You need to start with the “end in mind”. What are you trying to achieve? The critical elements to measure an AI Center of Excellence on are:

  1. New revenue in real dollars. Did your AI Center of Excellence result in creating new value for the organization in the form of business capabilities brought to market that results in real payoff? There are too many opportunities in AI to chase those that don’t have value.
  2. Operational savings in real dollars. How did the efforts result in real dollars saved in current or future costs? For instance, a recent project automated the processing of 500,000 invoices yearly. This saved many tens of thousands of person hours per year, resulted in 5x more efficient collections, and improved customer relationships.
  3. Employee time saved in hours. The optimization of employee time translates into dollars, but even more is understanding how many AI capabilities, especially commodity AI, relates into real impact on people. Microsoft has already embedded in Copilot the ability to measure impact of the deployed estate and complemented that with initial research. Measuring that direct impact in relationship to key scenarios being tracked is going to be key to achieving success and enabling others.
  4. Employees using commodity AI. There was a point where we didn’t know the internet was a thing. Many of us lived through the moment where it was and those companies that harnessed it quickly were able to accelerate their growth. This will have a similar (if not more pronounced impact) on every person. A company should measure the extent to which every employee is able to become capable at leveraging AI to achieve more, as well as unlocking human skills that build on their unique capabilities as a person (not as a machine).
  5. AI projects running in production. The holy grail is getting mission-driven AI projects into production and seeing value. I don’t mean POC or Pilot. I mean getting all the way to a production deployment that is supported via and delivering regular value to the business. The successful AI CoE will enable this. Note that this is inclusive of ML Ops. Also note that I don’t have a measurement directly on building or implementing governance or training. Those are traps. Focus your team on the end, not the steps in between.
  6. Guardrails around commodity AI that enables access to the right information and accelerates semi-custom development, while protecting critical information. This often means better information governance than the organization does today and rolling out critical ops capabilities for even semi-custom platforms when they hit production.

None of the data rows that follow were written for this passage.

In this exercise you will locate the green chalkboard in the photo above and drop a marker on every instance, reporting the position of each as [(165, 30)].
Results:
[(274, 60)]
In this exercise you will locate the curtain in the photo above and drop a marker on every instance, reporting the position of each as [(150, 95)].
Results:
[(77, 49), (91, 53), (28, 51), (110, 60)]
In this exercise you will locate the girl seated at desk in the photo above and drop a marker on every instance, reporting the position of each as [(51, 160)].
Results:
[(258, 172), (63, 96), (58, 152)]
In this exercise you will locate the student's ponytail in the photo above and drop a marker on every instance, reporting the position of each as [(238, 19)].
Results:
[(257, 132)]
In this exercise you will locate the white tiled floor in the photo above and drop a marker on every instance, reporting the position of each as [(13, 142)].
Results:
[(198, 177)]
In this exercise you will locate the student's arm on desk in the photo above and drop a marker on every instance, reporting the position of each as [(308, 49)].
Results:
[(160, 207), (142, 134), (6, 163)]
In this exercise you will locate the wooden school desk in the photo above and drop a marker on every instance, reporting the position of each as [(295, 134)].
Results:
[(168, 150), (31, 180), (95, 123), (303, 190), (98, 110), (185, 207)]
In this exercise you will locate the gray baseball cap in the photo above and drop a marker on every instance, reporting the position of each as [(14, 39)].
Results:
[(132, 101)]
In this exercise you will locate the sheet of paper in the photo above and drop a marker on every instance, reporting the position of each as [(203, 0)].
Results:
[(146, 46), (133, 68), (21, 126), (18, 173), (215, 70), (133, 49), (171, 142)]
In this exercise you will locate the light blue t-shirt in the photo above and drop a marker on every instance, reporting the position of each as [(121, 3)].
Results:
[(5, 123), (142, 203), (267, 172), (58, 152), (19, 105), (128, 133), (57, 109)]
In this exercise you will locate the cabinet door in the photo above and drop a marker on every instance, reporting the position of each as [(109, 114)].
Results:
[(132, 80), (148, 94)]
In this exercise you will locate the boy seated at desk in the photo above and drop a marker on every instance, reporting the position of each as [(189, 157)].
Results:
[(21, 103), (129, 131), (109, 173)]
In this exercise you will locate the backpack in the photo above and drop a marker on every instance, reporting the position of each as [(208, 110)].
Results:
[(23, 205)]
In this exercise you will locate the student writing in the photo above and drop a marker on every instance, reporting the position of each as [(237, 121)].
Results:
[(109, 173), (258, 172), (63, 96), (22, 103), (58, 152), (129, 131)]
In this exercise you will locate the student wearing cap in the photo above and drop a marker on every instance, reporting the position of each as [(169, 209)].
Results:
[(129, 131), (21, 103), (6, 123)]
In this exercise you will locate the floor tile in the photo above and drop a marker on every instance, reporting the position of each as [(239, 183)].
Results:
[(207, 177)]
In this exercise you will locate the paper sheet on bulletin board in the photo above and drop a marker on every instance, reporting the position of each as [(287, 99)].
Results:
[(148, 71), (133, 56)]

So… what to do? How do I get this off the ground?

Focus on the following ideals as you navigate getting started.

  1. Start with envisioning… “what does the mission of my organization look like through the lens of AI?”. Every organization needs to ask themselves this question to consider both the threat and opportunities that AI provides.
  2. Challenge your organization to enable AI for every employee. Stop and think… are there truly any employees in my business who do not deserve to have AI as an asset?
  3. Invoke new skills in every employee to “be more”. This is an important time of transition for every team member on your staff. Your AI CoE has an accountability for that transition
  4. Measure the engagement of AI impact for every employee. You will know the results of your efforts by the fruits. Are your employees actively engaged and leveraging AI as part of their daily work? If so, you’re on the right track. If not, they might need some help getting there.

The creation of a business sponsored AI center of excellence is a critical asset in the journey of every organization. Apply intentionality and human-centric focus to arriving at success.